SpatialPoint: Spatial-aware Point Prediction for Embodied Localization
This addresses the challenge of enabling robots to perform precise 3D spatial reasoning for tasks like grasping and navigation, though it is incremental by building on existing vision-language models with depth integration.
The paper tackles the problem of embodied localization, predicting executable 3D points from visual and language inputs, by proposing SpatialPoint, a spatial-aware framework that integrates depth into vision-language models, resulting in significant performance improvements validated on a 2.6M-sample dataset and real-robot tasks.

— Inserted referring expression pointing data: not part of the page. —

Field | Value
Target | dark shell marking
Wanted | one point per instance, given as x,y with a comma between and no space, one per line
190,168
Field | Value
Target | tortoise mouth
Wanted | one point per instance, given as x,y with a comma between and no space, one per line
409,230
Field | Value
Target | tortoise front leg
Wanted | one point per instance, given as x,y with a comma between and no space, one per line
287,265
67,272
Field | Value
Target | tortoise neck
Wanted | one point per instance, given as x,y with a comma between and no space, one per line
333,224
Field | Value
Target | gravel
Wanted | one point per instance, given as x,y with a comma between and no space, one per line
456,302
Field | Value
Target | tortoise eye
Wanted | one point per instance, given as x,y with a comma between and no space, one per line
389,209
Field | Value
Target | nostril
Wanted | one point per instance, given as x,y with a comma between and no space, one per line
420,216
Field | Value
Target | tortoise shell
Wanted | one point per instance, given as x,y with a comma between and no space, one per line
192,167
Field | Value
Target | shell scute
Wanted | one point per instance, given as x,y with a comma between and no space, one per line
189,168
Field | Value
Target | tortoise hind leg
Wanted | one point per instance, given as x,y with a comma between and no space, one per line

Embodied intelligence fundamentally requires a capability to determine where to act in 3D space. We formalize this requirement as embodied localization -- the problem of predicting executable 3D points conditioned on visual observations and language instructions. We instantiate embodied localization with two complementary target types: touchable points, surface-grounded 3D points enabling direct physical interaction, and air points, free-space 3D points specifying placement and navigation goals, directional constraints, or geometric relations. Embodied localization is inherently a problem of embodied 3D spatial reasoning -- yet most existing vision-language systems rely predominantly on RGB inputs, necessitating implicit geometric reconstruction that limits cross-scene generalization, despite the widespread adoption of RGB-D sensors in robotics. To address this gap, we propose SpatialPoint, a spatial-aware vision-language framework with careful design that integrates structured depth into a vision-language model (VLM) and generates camera-frame 3D coordinates. We construct a 2.6M-sample RGB-D dataset covering both touchable and air points QA pairs for training and evaluation. Extensive experiments demonstrate that incorporating depth into VLMs significantly improves embodied localization performance. We further validate SpatialPoint through real-robot deployment across three representative tasks: language-guided robotic arm grasping at specified locations, object placement to target destinations, and mobile robot navigation to goal positions.